Over the course of her sixty-year artistic career, Eleni Vernadaki (b. 1933) devoted herself to ceramic objects and sculptural clay forms, approaching clay not only as material but also as a medium for artistic inventiveness, meaning, and cultural practice. She also created large-scale wall-mounted ceramic compositions for emblematic public and private buildings, effectively challenging conventional hierarchies between applied and “fine” arts.
The exhibition presents a small yet representative selection of ceramic vessels through which Vernadaki expanded the ceramic canon, both morphologically and technically, while highlighting the importance of art’s dialogue with the wider public. At times austere and Doric, at others rich with bold color, dynamic forms, and tactile surfaces, the vessels featured in the exhibition stand as daring expressions of ceramic modernism—“places” where art and everyday life intersect.
The exhibition also features the work 1095°C, conceived and artistically directed by Vassilis Zidianakis / ATOPOS cvc. It is a two-part motion‐graphics video, whose title reflects the exact temperature at which Eleni Vernadaki fires her ceramic works. The first part, titled 1095°C Out in Space (2016), was created on the occasion of the presentation of her monograph. In it, ceramic forms are detached from their materiality and functionality and reimagined within a fantastical cosmological environment: plates transform into planets, floating teapots disappear into the void, and sculptural satellites travel through interstellar dust made of clay fragments.

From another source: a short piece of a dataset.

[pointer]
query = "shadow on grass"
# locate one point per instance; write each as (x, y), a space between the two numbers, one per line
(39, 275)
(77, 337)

The second part, 1095°C Down to Earth (2025), created especially for the present exhibition, reintroduces the ceramic works into a temporally and geologically indeterminate earthly setting—either primordial or futuristic, from which the human presence is absent. Ceramics metamorphose into imaginary botanical species, forming landscapes of uncanny vegetation dominated by a giant creeping dragon that activates mythological and ecological symbolism. The work highlights the fairytale undercurrent in Eleni Vernadaki’s oeuvre, focusing on the relationship between materiality and imaginary cosmogony, crystallized in ceramic form fired at 1095°C.
About Eleni Vernadaki
She studied ceramics at the Hammersmith College of Art and Building in London (1957–1959). She returned to Greece in late 1959 and opened her studio in central Athens (20 Solonos Street), which in 1974 was relocated to Kantza, into a building specifically designed by architect Takis Zenetos. In 1961 she joined “Art Group A’”, formed with the aim of promoting art to a wider public. From 1961 to 2015 she co-directed the Morphological Center of Athens – adc (Athens Design Center), founded with her husband Nikos Papadakis, which became a landmark and dynamic hub for the creation, presentation, and dissemination of works that proposed an inspired coexistence between the handmade artistic object and contemporary life. She is also a founding member of the Association of Contemporary Art (SYST), where she served as General Secretary. She has presented her work in numerous solo and group exhibitions in Greece and abroad.